Some vendors at the R.M. Bailey Park said yesterday that Christmas shopping has slowed down tremendously this year.
Kimberley Rolle, a vendor for some 20 years, said this has been her worst season yet.
“We’re competing with Amazon and shipping companies now, and people are tech savvy,” Rolle said.
“Customers are able to tell me how much Target and Walmart has a toy for. So, they’re not interested in paying our prices.”
Rolle said that sales have been dwindling for years, forcing some vendors to either leave the business altogether or come up with creative ways to combat the competition.
Ultimately, she said that vendors are hoping to make the majority of their profit during the Christmas Eve rush.
However, she said she’s still skeptical about that.
“People say it’s going to pick up, but even if it does there’s so many stalls out here and so many people depending on making a profit,” she said.
Karen Brown, who serves as president of the R.M. Bailey Park Association, suggested that the decline in sales may be the result of Hurricane Dorian.
“Things are hard now, but people are still coming out,” Brown told The Nassau Guardian.
“They’re not buying as much as they used to, but people are still coming out to support.”
Over the past few weeks, she said sales have also been impacted by the inclement weather, forcing shoppers to carry their money across the street to Mall at Marathon.
Brown said that the association is currently working on ways to address this issue, but until then, they will have to “roll with the punches”.
Victoria Mullings has worked as a vendor on the park since 2011.
She estimated her sales have fallen by 15 percent in the last three years, noting that there are a lot of factors that contribute to this.
“We have started later than we usually start,” Mullings said.
“So, in years gone by, we would’ve started closer to the beginning of the month, but we began on the 14th this year.”
She said the late start also cut down on the amount of time vendors have to sell their goods.
She added that the market, over the years, has also become saturated, forcing some vendors to scale back on their inventory.
“So, you’ll see more experienced vendors pull back on the retail end and lean more towards the wholesale aspect of it,” Mullings said.
“I’ve seen that happening a lot, and it works out very well. This even enables a lot more people to pop up than before.”
Caroline Richards, a vendor on the park for 18 years, also said that business has slowed down tremendously this year.
“Things are really going slow, compared to the years before,” she said.
“There are a lot more stalls out this year. It has been getting larger over the years. So, that can also be the reason as to why sales has slowed down.

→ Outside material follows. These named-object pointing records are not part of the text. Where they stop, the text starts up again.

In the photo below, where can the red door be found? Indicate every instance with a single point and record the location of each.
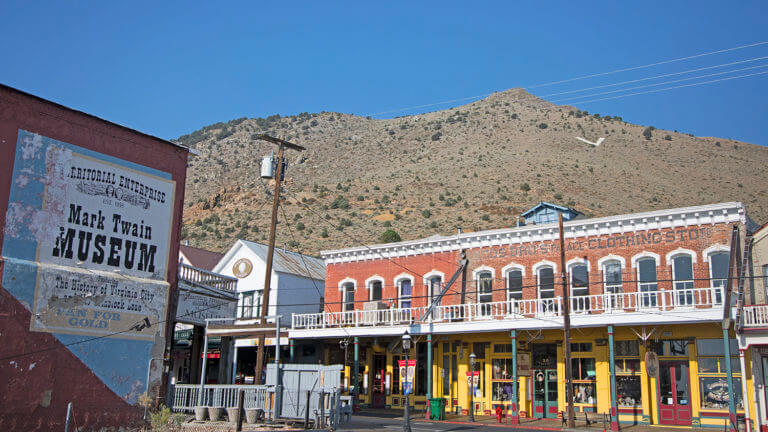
(379, 380)
(674, 394)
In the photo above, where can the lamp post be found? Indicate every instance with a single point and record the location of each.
(472, 358)
(407, 414)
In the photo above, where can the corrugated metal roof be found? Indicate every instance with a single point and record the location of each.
(286, 261)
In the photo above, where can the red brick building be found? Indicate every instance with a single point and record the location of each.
(90, 216)
(640, 284)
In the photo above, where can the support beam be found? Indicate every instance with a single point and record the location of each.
(355, 374)
(744, 389)
(729, 372)
(514, 415)
(429, 373)
(612, 366)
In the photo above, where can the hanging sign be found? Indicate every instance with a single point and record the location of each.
(406, 375)
(652, 364)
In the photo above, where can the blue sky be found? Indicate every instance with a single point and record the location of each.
(170, 68)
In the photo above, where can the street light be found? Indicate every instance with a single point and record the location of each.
(472, 358)
(406, 415)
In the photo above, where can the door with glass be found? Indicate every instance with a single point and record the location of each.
(379, 380)
(674, 394)
(545, 393)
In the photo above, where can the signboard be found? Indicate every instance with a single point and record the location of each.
(407, 380)
(96, 230)
(473, 379)
(523, 364)
(195, 308)
(652, 364)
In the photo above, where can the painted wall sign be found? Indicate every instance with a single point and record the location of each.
(195, 308)
(613, 242)
(98, 230)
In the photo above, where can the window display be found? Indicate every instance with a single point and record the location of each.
(628, 391)
(714, 392)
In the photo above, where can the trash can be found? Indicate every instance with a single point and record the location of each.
(437, 409)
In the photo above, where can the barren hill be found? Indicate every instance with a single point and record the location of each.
(477, 166)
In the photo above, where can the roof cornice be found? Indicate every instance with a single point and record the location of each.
(723, 213)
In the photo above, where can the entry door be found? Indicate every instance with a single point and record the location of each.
(545, 393)
(379, 380)
(674, 394)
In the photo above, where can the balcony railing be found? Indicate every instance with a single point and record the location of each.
(664, 301)
(755, 316)
(199, 276)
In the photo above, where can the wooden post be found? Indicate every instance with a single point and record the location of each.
(566, 328)
(271, 251)
(240, 403)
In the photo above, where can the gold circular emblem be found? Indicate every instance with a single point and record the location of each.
(242, 268)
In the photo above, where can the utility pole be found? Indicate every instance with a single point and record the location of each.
(271, 251)
(566, 327)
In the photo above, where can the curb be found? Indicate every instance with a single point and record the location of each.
(545, 428)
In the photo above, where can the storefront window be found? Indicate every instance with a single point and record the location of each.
(628, 391)
(714, 392)
(583, 370)
(713, 380)
(396, 375)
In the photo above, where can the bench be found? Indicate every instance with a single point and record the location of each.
(590, 418)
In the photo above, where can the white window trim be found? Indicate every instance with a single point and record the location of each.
(543, 263)
(369, 282)
(341, 289)
(536, 269)
(708, 252)
(399, 278)
(505, 271)
(609, 259)
(645, 254)
(680, 251)
(476, 275)
(612, 257)
(430, 275)
(572, 263)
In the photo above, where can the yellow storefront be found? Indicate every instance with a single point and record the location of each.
(690, 390)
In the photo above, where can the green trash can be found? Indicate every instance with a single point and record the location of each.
(437, 409)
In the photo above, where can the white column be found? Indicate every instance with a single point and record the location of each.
(744, 390)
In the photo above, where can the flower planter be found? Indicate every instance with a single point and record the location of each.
(215, 413)
(201, 413)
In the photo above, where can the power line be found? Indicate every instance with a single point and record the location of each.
(672, 88)
(577, 78)
(656, 84)
(656, 77)
(647, 65)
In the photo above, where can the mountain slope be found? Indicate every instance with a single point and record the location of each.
(477, 166)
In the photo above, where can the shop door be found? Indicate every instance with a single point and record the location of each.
(674, 394)
(545, 393)
(379, 380)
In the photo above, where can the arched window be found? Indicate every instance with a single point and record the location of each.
(718, 273)
(348, 291)
(647, 282)
(682, 276)
(579, 288)
(515, 284)
(434, 286)
(405, 290)
(546, 286)
(484, 290)
(612, 282)
(376, 288)
(546, 277)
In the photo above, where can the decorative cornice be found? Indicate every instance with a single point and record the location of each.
(723, 213)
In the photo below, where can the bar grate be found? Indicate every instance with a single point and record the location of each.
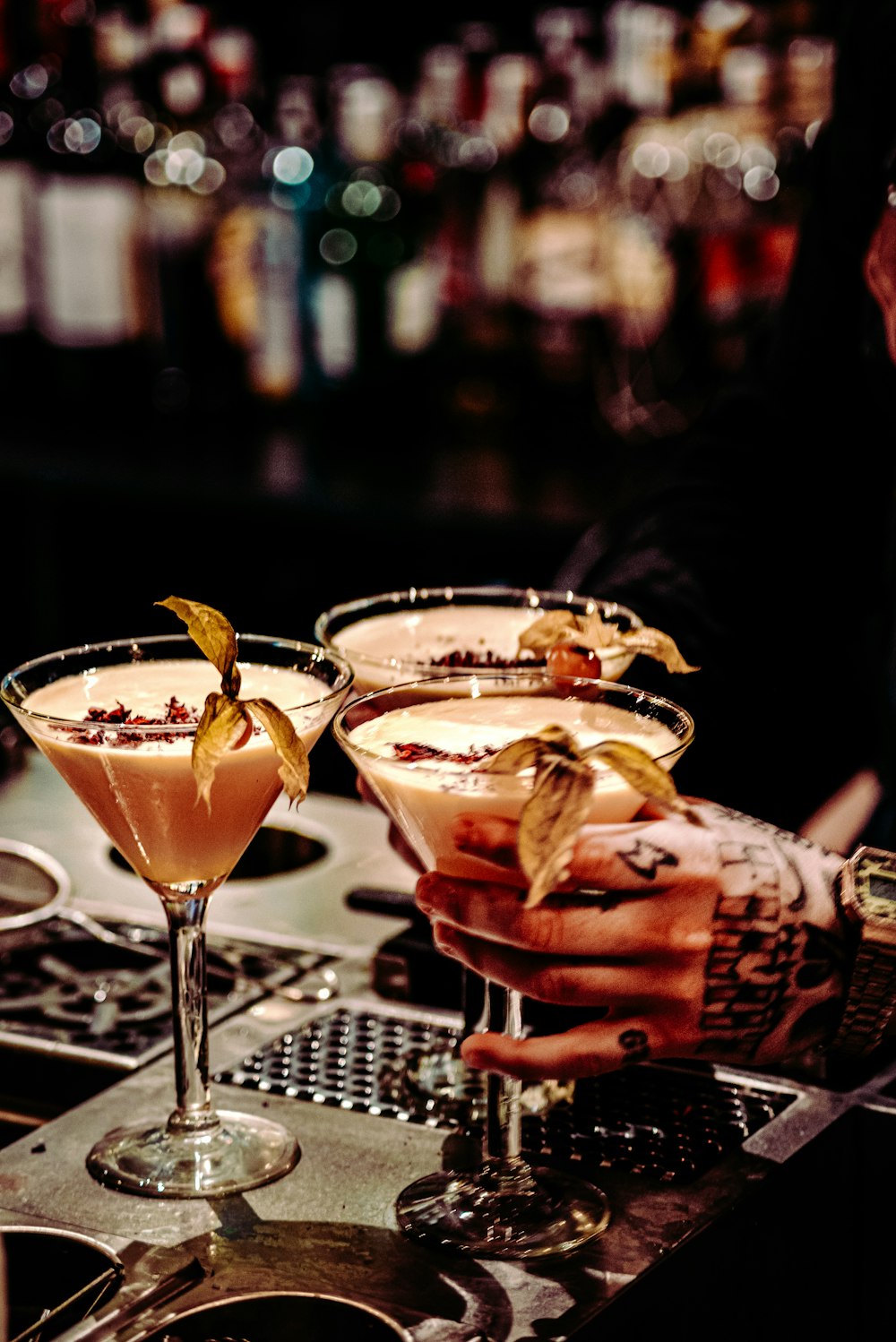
(667, 1123)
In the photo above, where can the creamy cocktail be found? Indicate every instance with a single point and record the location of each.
(553, 753)
(137, 779)
(178, 745)
(426, 762)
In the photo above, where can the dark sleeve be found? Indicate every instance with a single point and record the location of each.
(758, 537)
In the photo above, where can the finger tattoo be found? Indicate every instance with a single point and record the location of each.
(645, 857)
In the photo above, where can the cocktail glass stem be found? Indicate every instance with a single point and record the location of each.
(189, 1000)
(504, 1115)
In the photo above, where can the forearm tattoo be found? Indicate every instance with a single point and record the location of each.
(762, 953)
(766, 951)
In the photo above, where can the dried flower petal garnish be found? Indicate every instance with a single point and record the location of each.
(593, 631)
(561, 797)
(226, 718)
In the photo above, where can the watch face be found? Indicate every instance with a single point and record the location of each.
(876, 884)
(882, 887)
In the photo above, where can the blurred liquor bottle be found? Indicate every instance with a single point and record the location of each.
(88, 248)
(18, 184)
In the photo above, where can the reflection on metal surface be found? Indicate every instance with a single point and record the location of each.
(54, 1280)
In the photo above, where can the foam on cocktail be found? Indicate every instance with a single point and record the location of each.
(428, 787)
(138, 781)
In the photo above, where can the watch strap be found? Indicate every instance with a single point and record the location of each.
(869, 1002)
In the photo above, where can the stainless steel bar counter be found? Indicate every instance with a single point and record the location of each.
(771, 1226)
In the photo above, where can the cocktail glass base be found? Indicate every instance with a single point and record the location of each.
(506, 1209)
(231, 1155)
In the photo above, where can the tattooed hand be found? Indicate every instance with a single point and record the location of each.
(718, 940)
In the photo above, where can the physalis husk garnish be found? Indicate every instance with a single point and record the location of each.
(226, 717)
(561, 797)
(593, 631)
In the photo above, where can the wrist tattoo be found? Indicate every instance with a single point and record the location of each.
(634, 1045)
(761, 954)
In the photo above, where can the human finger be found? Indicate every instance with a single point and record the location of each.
(580, 925)
(637, 855)
(583, 1051)
(572, 981)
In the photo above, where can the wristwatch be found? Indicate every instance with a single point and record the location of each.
(868, 899)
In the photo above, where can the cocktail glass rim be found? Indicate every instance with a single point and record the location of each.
(315, 652)
(514, 679)
(431, 598)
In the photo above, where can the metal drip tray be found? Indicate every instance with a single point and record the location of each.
(65, 991)
(278, 1315)
(664, 1123)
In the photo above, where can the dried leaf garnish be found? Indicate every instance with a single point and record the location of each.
(213, 635)
(226, 717)
(294, 759)
(561, 797)
(593, 631)
(221, 725)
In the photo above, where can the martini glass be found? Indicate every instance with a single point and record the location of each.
(401, 636)
(421, 632)
(418, 746)
(137, 780)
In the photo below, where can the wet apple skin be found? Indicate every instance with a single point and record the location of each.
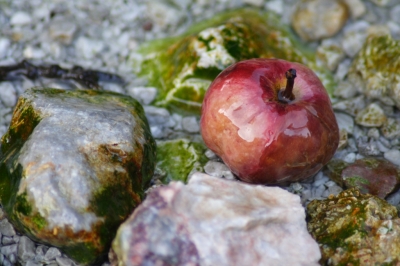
(263, 140)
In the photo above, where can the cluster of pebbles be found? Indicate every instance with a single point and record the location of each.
(103, 35)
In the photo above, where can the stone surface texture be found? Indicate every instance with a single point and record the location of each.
(317, 19)
(355, 229)
(66, 154)
(212, 221)
(374, 69)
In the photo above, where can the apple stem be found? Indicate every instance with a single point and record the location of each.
(287, 94)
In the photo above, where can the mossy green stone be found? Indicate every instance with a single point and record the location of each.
(119, 168)
(375, 69)
(176, 159)
(182, 68)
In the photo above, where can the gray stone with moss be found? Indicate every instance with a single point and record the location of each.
(74, 165)
(183, 67)
(375, 69)
(355, 229)
(177, 159)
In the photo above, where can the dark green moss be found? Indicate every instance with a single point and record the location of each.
(84, 253)
(177, 158)
(22, 205)
(245, 34)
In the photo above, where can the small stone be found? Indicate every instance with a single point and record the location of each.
(4, 46)
(33, 52)
(393, 156)
(275, 5)
(356, 7)
(7, 240)
(88, 48)
(317, 19)
(391, 128)
(330, 53)
(380, 2)
(190, 124)
(33, 263)
(218, 170)
(8, 94)
(368, 148)
(373, 133)
(250, 225)
(354, 36)
(6, 228)
(62, 29)
(145, 95)
(395, 14)
(210, 154)
(345, 90)
(20, 18)
(8, 250)
(351, 106)
(350, 158)
(371, 116)
(345, 122)
(26, 249)
(257, 3)
(63, 261)
(52, 253)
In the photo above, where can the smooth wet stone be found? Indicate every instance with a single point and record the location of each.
(355, 229)
(212, 221)
(391, 128)
(374, 176)
(374, 70)
(371, 116)
(74, 165)
(317, 19)
(177, 159)
(182, 68)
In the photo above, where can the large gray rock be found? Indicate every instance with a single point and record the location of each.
(74, 166)
(212, 221)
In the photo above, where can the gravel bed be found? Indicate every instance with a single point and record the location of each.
(104, 34)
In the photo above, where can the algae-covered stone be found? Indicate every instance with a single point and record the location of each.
(182, 68)
(176, 159)
(376, 67)
(355, 229)
(74, 165)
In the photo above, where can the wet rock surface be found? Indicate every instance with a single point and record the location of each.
(355, 228)
(64, 155)
(183, 68)
(374, 176)
(182, 224)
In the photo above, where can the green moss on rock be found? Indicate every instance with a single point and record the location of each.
(183, 67)
(355, 228)
(176, 159)
(375, 69)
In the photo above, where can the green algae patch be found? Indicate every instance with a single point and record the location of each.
(176, 159)
(375, 69)
(182, 68)
(355, 228)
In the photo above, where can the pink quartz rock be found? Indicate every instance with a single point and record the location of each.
(212, 221)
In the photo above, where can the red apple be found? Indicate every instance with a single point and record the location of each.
(268, 126)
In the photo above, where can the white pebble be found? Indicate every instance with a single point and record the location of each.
(350, 158)
(4, 46)
(190, 124)
(144, 95)
(20, 18)
(218, 169)
(8, 94)
(393, 156)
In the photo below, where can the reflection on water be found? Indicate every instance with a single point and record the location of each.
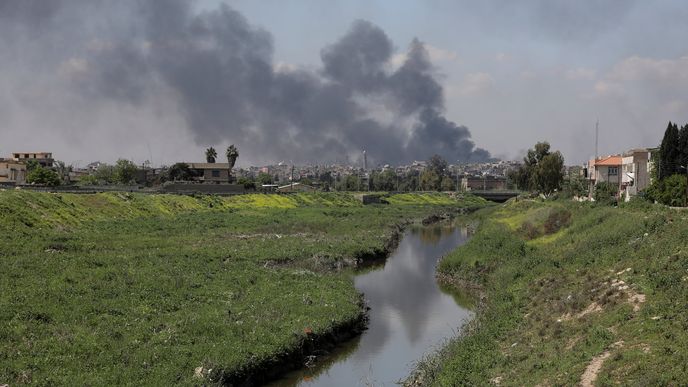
(410, 315)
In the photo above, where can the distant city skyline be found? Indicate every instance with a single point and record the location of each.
(512, 73)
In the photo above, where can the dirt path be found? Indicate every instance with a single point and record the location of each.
(590, 375)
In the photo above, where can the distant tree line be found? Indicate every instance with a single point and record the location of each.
(542, 170)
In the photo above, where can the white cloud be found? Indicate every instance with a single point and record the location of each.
(73, 67)
(580, 73)
(665, 80)
(647, 69)
(476, 83)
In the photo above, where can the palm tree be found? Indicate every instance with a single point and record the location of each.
(210, 155)
(232, 154)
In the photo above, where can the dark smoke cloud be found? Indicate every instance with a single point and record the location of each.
(220, 71)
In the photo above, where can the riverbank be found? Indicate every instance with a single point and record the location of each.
(572, 293)
(162, 289)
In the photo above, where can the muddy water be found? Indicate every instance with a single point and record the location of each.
(410, 316)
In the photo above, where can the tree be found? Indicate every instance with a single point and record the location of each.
(43, 176)
(669, 152)
(384, 181)
(448, 184)
(575, 186)
(264, 178)
(63, 170)
(683, 146)
(124, 172)
(349, 183)
(210, 155)
(541, 170)
(430, 180)
(232, 154)
(549, 173)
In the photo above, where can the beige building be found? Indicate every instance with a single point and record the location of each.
(630, 172)
(12, 172)
(211, 172)
(45, 159)
(636, 165)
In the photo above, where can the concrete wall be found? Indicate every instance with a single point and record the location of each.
(12, 172)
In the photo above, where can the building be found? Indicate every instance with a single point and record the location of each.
(605, 169)
(629, 172)
(211, 172)
(635, 172)
(45, 159)
(12, 172)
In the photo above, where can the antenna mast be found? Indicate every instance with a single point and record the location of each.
(597, 137)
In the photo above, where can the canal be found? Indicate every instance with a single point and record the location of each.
(410, 315)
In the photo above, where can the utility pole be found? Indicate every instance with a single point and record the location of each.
(597, 138)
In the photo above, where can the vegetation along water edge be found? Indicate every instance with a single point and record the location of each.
(113, 288)
(570, 293)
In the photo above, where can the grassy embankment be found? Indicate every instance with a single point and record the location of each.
(571, 293)
(152, 289)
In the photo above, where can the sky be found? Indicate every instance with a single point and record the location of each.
(91, 80)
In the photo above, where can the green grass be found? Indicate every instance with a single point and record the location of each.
(119, 288)
(436, 198)
(553, 303)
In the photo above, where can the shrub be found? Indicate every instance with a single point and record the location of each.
(557, 219)
(529, 230)
(670, 191)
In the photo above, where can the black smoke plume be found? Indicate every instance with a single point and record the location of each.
(220, 71)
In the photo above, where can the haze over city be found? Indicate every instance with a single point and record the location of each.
(312, 82)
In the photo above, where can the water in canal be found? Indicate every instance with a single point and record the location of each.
(410, 316)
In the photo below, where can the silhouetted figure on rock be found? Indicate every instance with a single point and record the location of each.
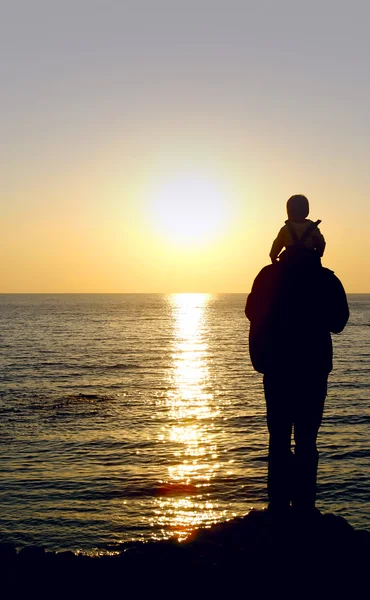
(293, 308)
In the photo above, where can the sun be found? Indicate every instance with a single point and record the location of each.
(189, 209)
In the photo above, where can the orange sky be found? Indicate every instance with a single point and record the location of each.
(154, 150)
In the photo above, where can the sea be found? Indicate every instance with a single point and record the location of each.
(128, 417)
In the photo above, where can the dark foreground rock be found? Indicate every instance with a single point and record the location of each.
(262, 552)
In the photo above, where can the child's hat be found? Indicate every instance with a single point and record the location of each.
(297, 207)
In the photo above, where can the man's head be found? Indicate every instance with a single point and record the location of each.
(297, 207)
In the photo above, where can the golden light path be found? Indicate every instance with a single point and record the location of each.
(184, 505)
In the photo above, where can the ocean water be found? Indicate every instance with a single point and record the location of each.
(137, 417)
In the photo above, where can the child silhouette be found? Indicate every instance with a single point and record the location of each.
(300, 236)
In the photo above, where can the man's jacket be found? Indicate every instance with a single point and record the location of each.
(292, 312)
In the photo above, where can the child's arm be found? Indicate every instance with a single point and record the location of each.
(277, 245)
(319, 241)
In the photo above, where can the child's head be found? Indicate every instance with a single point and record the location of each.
(297, 207)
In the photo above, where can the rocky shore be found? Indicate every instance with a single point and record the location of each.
(320, 555)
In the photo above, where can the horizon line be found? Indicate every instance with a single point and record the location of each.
(131, 293)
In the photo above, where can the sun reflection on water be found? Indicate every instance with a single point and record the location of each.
(184, 502)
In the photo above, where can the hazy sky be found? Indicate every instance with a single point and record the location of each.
(150, 146)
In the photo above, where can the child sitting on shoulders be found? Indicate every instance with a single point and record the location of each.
(300, 236)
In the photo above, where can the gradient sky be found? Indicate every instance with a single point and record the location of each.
(115, 113)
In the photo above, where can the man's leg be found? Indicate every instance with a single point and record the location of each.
(279, 423)
(308, 412)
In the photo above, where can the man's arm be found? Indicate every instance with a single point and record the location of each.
(277, 245)
(337, 305)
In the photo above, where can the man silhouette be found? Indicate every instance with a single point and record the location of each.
(292, 312)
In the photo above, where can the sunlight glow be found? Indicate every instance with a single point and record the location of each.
(190, 209)
(190, 425)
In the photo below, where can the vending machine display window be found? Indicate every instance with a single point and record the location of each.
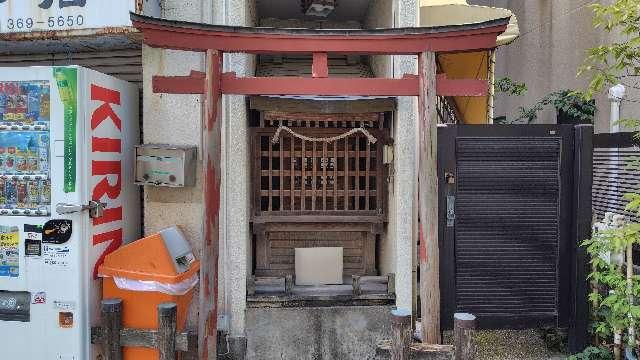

“It could also be that people aren’t spending because prices are so high these days. It can also be the hurricane because a lot of people have taken on their family members from Abaco and Grand Bahama, but this year has been especially slow for me.
“I hope it picks up on Monday and Tuesday. I really hope it does.”
Angela Coleby, a shopper, agreed that many Bahamians are opting to shop online in an effort to save a few dollars, but this ultimately affects the economy in the long-run.
“I always shop at home as much as I can because if you don’t support local businesses, the economy can’t grow,” Coleby said.
“So, you need the money to be circulating in order for us to see the growth that we want. People go away because the prices are cheaper than here, but they don’t have a full understanding of what it costs the local businessman to bring the goods in and make it attractive for the local populace to purchase.”